115 · METRICS · PROMETHEUS · GRAFANA

Metrics

Measure system behavior over time with counters, gauges, and histograms.

If you are new here: Metrics are numerical measurements of your system's behavior, collected at regular intervals and stored as time-series data. Where logs record individual events ("this payment failed at 09:00:01"), metrics record aggregated state ("the error rate for payments is 2.3% right now"). Metrics are the foundation of alerting and dashboards — they let you answer "is the system healthy right now?" in milliseconds. The standard open-source stack is Prometheus (collects and stores metrics) + Grafana (visualizes and alerts). Cloud platforms offer equivalents: CloudWatch (AWS), Cloud Monitoring (GCP), Azure Monitor. Understanding three metric types — counters, gauges, and histograms — and four golden signals tells you almost everything you need to know about instrumenting a production service.

TermPlain meaning
MetricA named, numerical measurement with attached labels — http_requests_total{service="payment", status="500"}
Time-seriesA sequence of (timestamp, value) pairs for one metric + label combination
CounterA metric that only increases — total requests served, total errors
GaugeA metric that can go up or down — current memory use, queue depth
HistogramRecords the distribution of values across buckets — enables latency percentiles
LabelA key-value dimension on a metric — {service="payment", region="eu-west"}
CardinalityThe number of unique label value combinations — high cardinality destroys performance
PrometheusThe de-facto open-source metrics system; uses a pull ("scrape") model
PromQLPrometheus Query Language — rate(http_errors_total[5m])
AlertA rule that fires a notification when a metric crosses a threshold

The Problem

Logs tell you what happened event by event, but they're terrible for answering "is the system healthy right now?" Searching logs to determine the current error rate means scanning millions of recent lines on every dashboard refresh — too slow and too expensive for real-time monitoring.

Metrics solve this by pre-aggregating: instead of storing every individual event, you store a running count (1,204,300 requests total) and let the metrics system compute rates and percentiles on query.
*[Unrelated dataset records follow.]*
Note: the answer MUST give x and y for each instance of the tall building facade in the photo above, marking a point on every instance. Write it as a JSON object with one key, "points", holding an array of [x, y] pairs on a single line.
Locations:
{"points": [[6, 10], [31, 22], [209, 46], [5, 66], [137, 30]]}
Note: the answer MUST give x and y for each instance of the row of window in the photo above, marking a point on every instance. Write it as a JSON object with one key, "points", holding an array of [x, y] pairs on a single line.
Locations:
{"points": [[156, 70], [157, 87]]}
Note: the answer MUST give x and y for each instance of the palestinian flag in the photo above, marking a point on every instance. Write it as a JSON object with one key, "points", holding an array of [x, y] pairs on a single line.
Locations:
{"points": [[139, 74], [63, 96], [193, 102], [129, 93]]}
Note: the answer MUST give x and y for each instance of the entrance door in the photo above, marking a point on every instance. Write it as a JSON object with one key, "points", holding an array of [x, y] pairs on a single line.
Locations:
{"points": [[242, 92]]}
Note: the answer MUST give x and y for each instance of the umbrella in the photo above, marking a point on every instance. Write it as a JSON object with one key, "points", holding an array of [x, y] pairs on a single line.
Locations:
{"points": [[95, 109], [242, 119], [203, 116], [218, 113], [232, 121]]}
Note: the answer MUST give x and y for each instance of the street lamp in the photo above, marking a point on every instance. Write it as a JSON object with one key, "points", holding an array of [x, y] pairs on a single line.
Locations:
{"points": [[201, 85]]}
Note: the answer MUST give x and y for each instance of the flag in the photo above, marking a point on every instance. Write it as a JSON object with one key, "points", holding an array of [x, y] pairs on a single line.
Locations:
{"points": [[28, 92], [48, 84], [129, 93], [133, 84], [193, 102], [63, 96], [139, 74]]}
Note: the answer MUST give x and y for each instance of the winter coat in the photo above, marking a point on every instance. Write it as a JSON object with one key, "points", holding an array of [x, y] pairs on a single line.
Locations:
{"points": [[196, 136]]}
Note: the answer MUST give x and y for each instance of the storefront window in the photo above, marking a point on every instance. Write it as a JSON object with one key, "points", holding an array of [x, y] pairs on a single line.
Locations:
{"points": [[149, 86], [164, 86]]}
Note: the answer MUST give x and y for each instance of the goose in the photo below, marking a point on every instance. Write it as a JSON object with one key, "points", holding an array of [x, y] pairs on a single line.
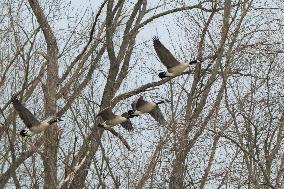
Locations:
{"points": [[33, 125], [174, 67], [110, 119], [141, 106]]}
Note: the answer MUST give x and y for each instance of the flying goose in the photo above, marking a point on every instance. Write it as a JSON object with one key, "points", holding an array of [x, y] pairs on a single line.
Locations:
{"points": [[33, 125], [174, 67], [110, 119], [141, 106]]}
This makes dashboard refreshes take milliseconds and alert evaluations take microseconds.

In plain terms: metrics are the vital signs monitor in a hospital room — constantly updating numbers (heart rate, blood pressure, oxygen saturation) that tell you the patient's status at a glance. Logs are the detailed medical notes — essential for understanding what happened, but you don't read the notes to check if the patient is alive right now.

The Four Golden Signals

Google's Site Reliability Engineering book identifies four metrics that, together, characterize any service's health. If these four are healthy, your service is almost certainly healthy. If any one is degraded, something is wrong.

Latency — how long does it take to serve a request? Always measure as percentiles, not averages. Average latency can be 50ms while p99 latency is 3 seconds (1% of your users wait 3 seconds — terrible). Measure p50 (median), p95, and p99. Alert on p99.
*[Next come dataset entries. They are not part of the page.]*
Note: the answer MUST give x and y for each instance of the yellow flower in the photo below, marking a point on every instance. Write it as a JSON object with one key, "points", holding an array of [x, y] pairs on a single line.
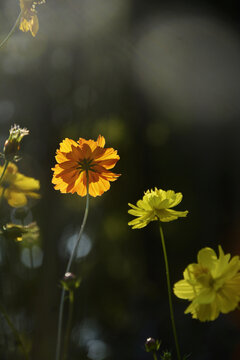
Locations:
{"points": [[156, 205], [16, 187], [77, 160], [212, 285], [29, 19]]}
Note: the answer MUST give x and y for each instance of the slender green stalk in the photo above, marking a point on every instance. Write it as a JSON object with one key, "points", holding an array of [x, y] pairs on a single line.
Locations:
{"points": [[31, 257], [12, 30], [14, 330], [69, 324], [60, 318], [4, 170], [169, 293]]}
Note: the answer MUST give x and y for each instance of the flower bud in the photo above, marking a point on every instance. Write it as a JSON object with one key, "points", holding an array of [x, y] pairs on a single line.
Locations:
{"points": [[152, 345], [166, 355], [12, 144], [70, 282]]}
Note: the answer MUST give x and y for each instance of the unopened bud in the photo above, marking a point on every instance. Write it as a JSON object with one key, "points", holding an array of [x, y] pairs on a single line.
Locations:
{"points": [[70, 282], [12, 144], [152, 345]]}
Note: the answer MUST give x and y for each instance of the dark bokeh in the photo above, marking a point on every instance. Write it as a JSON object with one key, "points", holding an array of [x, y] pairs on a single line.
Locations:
{"points": [[161, 82]]}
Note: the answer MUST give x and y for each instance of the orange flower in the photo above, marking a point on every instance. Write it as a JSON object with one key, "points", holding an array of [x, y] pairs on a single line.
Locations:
{"points": [[82, 159]]}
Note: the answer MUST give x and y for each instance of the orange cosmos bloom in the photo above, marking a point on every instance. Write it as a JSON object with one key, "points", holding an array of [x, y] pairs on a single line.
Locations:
{"points": [[82, 159]]}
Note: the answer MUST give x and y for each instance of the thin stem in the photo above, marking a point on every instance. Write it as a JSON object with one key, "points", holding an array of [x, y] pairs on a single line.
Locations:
{"points": [[31, 257], [60, 318], [69, 324], [4, 170], [12, 30], [14, 330], [169, 293]]}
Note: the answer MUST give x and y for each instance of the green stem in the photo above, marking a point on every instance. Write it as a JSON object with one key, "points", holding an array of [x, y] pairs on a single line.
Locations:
{"points": [[60, 318], [14, 330], [4, 170], [12, 30], [69, 324], [31, 257], [169, 293]]}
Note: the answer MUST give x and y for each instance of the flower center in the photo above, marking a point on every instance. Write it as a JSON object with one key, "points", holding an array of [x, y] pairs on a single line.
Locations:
{"points": [[86, 165]]}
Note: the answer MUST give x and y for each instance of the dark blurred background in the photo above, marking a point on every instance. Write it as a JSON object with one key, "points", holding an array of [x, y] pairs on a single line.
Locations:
{"points": [[160, 80]]}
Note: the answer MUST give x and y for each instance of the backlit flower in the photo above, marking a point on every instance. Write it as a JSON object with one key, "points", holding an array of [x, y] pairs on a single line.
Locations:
{"points": [[82, 159], [29, 19], [16, 188], [156, 205], [212, 285]]}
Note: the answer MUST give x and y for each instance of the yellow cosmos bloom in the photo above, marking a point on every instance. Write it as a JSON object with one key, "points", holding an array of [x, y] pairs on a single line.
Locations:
{"points": [[156, 205], [16, 187], [212, 285], [29, 19], [84, 159]]}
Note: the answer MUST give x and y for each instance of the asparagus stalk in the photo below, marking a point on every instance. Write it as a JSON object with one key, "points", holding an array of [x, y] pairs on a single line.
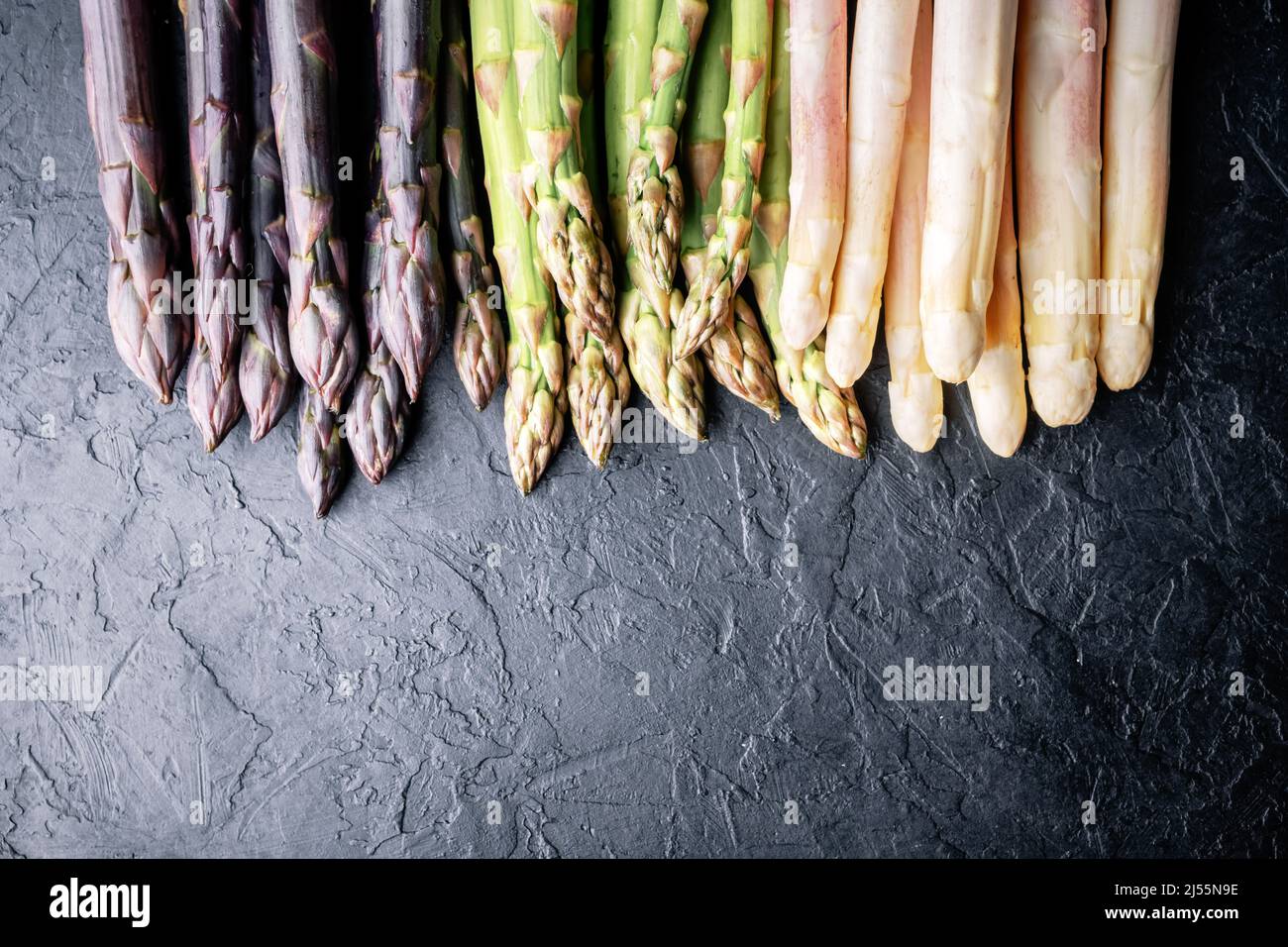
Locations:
{"points": [[915, 394], [653, 185], [323, 335], [1137, 132], [818, 165], [970, 110], [376, 418], [535, 398], [320, 455], [1057, 179], [151, 335], [712, 287], [408, 35], [997, 384], [480, 333], [828, 411], [266, 375], [673, 385], [735, 352], [597, 380], [880, 80], [571, 239], [215, 406], [217, 124]]}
Traffic — how much demand is the system serving? Requests per second, transactions per minute, bytes per second. Traffic spikes may predict future latency/saturation problems before they materialize.

Errors — what fraction of requests are failing? Both explicit failures (HTTP 5xx, exception thrown) and silent failures (HTTP 200 but wrong data). Alert when error rate exceeds your SLO error budget.

Saturation — how full is the system? CPU utilization, memory usage, disk I/O, connection pool utilization, queue depth. Saturation is often a leading indicator — high CPU at 80% today predicts failures tomorrow at 95%.

In plain terms: latency = speed, traffic = volume, errors = quality, saturation = capacity. A healthy service is fast, handles the load, rarely fails, and isn't about to run out of resources.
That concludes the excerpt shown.